The Generalised Anxiety Disorder 7-item (GAD-7) scale is a parsimonious, self-administered screening instrument that quantifies the severity of seven cardinal anxiety symptoms over the preceding two weeks. Developed by Drs. Spitzer, Williams, and Kroenke operationalise the DSM-5 diagnostic criteria for GAD using a 4-point Likert scale (0 = “not at all” to 3 = “nearly every day”). Requiring merely 5 to 10 minutes for administration, it facilitates rapid, cost-effective assessment in primary care without necessitating specialist referral.
The GAD-7 demonstrates robust psychometric properties across diverse populations.
- Scoring Range: 0 to 21, with cut-offs of 5 (mild), 10 (moderate), and 15 (severe) anxiety
- Diagnostic Accuracy: Threshold score of 10 yields 89% sensitivity and 82% specificity for detecting GAD
- Reliability: Excellent internal consistency (Cronbach’s alpha = 0.89)
- Factor Structure: A single general factor accounts for 84% of item variance, confirming unidimensionality
- Cross-Cultural Validity: Validated in South African first responders, older adults with advanced cancer, and international populations
Clinical utility extends beyond initial screening to longitudinal symptom monitoring within measurement-based care frameworks. A quality improvement initiative demonstrated a 21% increase in GAD-7 utilisation post-intervention, with sustained effects over one year. The scale demonstrates sensitivity to clinical change, enabling practitioners to titrate interventions based on objective severity metrics. The ultra-brief GAD-2 (first two items: “feeling nervous” and “inability to control worrying”) exhibits comparable discriminatory power (AUC = 0.93–0.96), reducing assessment burden when time is constrained.

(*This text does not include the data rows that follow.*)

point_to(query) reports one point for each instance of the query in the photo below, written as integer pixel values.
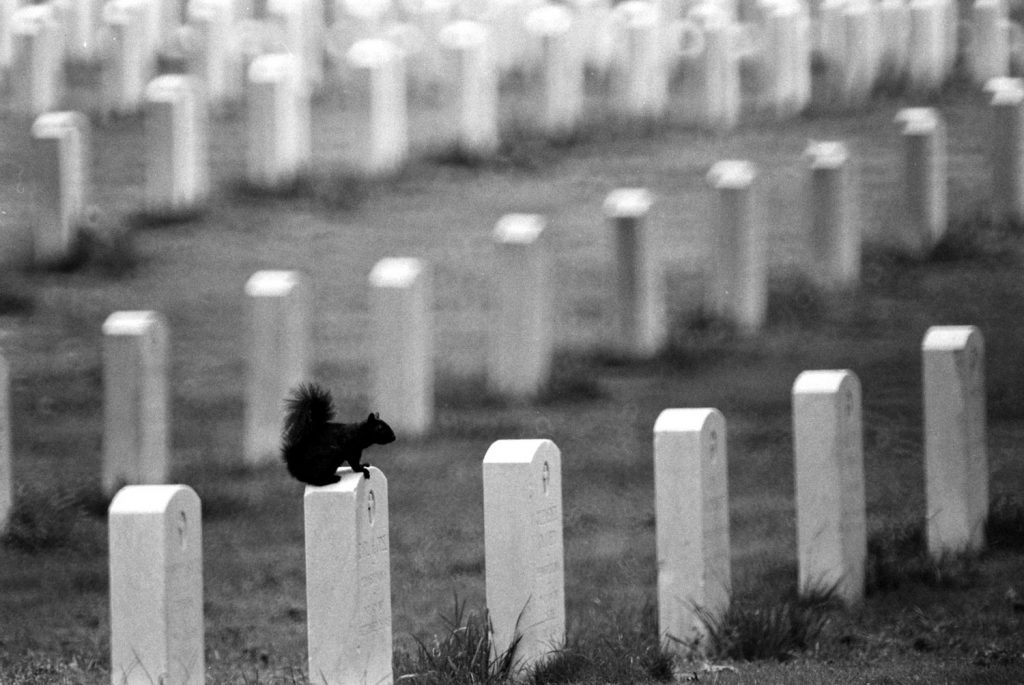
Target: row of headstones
(644, 43)
(156, 550)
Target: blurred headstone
(401, 361)
(280, 355)
(136, 401)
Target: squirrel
(313, 447)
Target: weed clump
(760, 630)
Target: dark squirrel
(314, 447)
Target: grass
(599, 410)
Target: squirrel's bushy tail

The GAD-7 represents a paragon of evidence-based screening—translating the amorphous construct of pathological worry into quantifiable, actionable data. By operationalising subjective distress, it empowers clinicians to detect subthreshold symptomatology, monitor treatment response, and demystify the patient’s internal experience. As a cornerstone of measurement-based care, this seven-item instrument transforms the ephemeral into the empirical, bridging the chasm between patient narrative and clinical decision-making with remarkable efficiency and validity.